非小細胞肺癌の新薬ネシツムマブとは

非小細胞肺癌の新薬としては抗PD-1抗体薬のオプジーボ(ニボルマブ)、キイトルーダ(ペムブロリズマブ)、抗PD-L1抗体薬のテンセントリク(アテゾリズマブ)、バベンチオ(アベルマブ)、デュルバルマブの5製品が期待されています。

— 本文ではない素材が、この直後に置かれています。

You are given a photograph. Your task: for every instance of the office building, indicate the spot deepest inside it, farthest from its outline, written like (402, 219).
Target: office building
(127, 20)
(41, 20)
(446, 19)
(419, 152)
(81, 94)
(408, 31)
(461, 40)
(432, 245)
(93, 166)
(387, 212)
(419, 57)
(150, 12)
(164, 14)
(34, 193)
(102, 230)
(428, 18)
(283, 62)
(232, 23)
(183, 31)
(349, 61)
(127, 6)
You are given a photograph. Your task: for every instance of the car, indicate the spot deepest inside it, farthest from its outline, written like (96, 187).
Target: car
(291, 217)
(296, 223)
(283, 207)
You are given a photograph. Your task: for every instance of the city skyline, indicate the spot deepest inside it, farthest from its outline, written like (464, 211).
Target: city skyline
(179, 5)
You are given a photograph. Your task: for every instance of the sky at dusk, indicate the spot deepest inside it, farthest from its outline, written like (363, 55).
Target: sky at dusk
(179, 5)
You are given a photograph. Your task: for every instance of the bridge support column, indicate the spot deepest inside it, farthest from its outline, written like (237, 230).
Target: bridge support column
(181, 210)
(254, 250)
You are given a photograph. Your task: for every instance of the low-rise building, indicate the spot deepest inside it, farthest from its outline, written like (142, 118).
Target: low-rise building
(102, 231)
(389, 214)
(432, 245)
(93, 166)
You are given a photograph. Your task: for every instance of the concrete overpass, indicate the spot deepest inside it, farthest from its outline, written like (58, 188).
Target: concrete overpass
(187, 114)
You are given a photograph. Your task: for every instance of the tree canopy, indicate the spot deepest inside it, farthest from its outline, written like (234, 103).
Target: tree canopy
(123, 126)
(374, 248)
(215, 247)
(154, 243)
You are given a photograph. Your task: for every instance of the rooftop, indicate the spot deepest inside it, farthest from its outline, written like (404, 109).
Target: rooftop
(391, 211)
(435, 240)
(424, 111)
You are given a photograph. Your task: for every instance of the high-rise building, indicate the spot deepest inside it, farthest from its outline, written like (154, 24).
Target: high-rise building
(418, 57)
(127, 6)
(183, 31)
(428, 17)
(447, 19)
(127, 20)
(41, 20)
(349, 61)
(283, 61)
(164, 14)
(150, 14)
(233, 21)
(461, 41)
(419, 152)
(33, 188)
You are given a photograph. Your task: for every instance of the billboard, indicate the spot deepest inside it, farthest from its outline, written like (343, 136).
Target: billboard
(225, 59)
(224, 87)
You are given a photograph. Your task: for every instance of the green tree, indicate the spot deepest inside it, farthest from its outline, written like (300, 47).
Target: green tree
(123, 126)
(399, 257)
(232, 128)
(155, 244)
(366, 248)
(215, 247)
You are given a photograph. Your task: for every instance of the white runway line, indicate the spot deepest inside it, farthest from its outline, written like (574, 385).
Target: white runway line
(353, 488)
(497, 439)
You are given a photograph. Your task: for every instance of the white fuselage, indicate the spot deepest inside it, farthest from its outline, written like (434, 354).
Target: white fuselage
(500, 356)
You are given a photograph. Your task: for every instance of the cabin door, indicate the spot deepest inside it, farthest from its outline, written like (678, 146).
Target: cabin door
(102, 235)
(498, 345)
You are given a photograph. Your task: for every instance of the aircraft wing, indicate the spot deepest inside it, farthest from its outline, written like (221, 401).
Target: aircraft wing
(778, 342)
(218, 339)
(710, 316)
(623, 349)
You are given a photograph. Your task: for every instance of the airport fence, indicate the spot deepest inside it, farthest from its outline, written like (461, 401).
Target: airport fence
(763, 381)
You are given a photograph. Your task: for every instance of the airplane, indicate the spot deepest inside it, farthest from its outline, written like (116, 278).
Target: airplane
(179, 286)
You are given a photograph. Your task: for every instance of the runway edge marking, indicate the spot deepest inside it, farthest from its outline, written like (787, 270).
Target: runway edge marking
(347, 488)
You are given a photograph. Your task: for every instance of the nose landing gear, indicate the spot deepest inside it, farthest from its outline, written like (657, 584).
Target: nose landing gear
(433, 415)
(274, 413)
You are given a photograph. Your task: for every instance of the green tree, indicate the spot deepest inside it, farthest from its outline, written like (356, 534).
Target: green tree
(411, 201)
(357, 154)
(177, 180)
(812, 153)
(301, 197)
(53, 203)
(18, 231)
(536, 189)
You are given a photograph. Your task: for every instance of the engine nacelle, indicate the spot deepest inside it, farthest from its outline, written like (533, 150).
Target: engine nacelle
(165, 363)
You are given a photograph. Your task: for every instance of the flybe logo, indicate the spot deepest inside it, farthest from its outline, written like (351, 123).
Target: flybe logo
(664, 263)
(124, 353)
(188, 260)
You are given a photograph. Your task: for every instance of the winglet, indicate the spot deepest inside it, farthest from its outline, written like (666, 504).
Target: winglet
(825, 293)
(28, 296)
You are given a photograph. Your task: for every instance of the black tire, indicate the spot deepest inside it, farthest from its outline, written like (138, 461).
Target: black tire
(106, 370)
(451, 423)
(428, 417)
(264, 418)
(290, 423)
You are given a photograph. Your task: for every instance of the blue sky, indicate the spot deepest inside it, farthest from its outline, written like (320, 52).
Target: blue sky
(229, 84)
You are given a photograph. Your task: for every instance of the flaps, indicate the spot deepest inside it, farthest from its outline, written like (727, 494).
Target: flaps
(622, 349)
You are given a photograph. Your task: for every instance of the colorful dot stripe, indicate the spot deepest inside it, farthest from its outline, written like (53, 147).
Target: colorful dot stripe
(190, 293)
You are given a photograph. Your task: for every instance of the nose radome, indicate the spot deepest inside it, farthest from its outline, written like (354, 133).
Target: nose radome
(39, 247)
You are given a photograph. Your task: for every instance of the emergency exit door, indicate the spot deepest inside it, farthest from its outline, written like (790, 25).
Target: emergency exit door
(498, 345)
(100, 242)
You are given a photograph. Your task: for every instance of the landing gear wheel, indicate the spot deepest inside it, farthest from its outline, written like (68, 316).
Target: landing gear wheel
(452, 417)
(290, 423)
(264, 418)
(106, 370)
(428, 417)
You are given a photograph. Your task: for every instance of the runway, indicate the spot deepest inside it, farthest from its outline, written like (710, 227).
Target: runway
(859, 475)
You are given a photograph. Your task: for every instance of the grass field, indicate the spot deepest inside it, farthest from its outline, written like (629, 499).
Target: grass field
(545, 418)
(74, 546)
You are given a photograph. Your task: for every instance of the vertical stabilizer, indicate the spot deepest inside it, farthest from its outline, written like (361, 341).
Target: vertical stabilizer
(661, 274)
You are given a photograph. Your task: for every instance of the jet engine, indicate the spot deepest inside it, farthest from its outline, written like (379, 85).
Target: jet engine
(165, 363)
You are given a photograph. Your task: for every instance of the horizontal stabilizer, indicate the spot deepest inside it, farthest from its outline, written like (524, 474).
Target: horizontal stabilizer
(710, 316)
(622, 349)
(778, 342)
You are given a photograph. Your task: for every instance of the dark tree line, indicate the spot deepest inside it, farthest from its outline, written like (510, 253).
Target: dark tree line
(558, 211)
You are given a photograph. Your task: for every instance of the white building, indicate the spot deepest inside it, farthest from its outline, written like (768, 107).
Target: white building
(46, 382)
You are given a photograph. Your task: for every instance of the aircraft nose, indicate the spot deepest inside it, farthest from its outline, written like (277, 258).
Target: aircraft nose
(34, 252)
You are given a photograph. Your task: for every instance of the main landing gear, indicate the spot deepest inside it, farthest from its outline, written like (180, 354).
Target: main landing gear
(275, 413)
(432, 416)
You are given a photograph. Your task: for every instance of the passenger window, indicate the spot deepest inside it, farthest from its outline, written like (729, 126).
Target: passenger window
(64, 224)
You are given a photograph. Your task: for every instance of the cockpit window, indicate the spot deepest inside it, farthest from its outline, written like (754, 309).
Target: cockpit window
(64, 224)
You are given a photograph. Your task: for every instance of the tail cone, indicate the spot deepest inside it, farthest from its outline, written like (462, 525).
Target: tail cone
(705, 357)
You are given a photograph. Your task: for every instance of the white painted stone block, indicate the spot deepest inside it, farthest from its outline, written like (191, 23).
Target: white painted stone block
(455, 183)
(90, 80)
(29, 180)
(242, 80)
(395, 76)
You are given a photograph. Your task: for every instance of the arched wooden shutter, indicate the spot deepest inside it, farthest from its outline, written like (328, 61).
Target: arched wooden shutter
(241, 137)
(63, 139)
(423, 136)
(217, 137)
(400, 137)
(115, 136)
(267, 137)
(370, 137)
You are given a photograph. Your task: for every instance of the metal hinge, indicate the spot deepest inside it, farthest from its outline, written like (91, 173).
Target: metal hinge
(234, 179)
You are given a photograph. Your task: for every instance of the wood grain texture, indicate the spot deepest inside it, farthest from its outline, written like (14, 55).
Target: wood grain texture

たしかに、これら抗PD-1/PD-L1抗体薬は非小細胞肺癌のゴールデンスタンダードであった既存の治療方法の成績よりも勝り、2016年12月に改定された肺癌診療ガイドラインでもキイトルーダ(ペムブロリズマブ)がPD-L1発現率50%以上のステージⅣ非小細胞肺癌患者の一次治療として最も推奨される薬剤として位置づけられています。

しかし、抗PD-1/PD-L1抗体薬がゴールデンスタンダードとなるのは非小細胞肺癌の中でもPD-L1発現率の高い患者に限り、EGFR遺伝子変異陽性、ALK遺伝子転座陽性の患者に対して抗PD-1/PD-L1抗体薬は推奨されておりません。

そのため、EGFR、ALKなど遺伝子変異を有する患者に対しては抗PD-1/PD-L1抗体薬以外の新しい治療方法を開発する必要があります。そして、この新しい治療方法として期待されていますのが

ネシツムマブ

です。ネシツムマブはステージⅣ非扁平上皮非小細胞肺癌EGFR遺伝子変異陽性の患者の一次治療の標準治療であるプラチナ製剤レジメンに勝る治療成績を出しました。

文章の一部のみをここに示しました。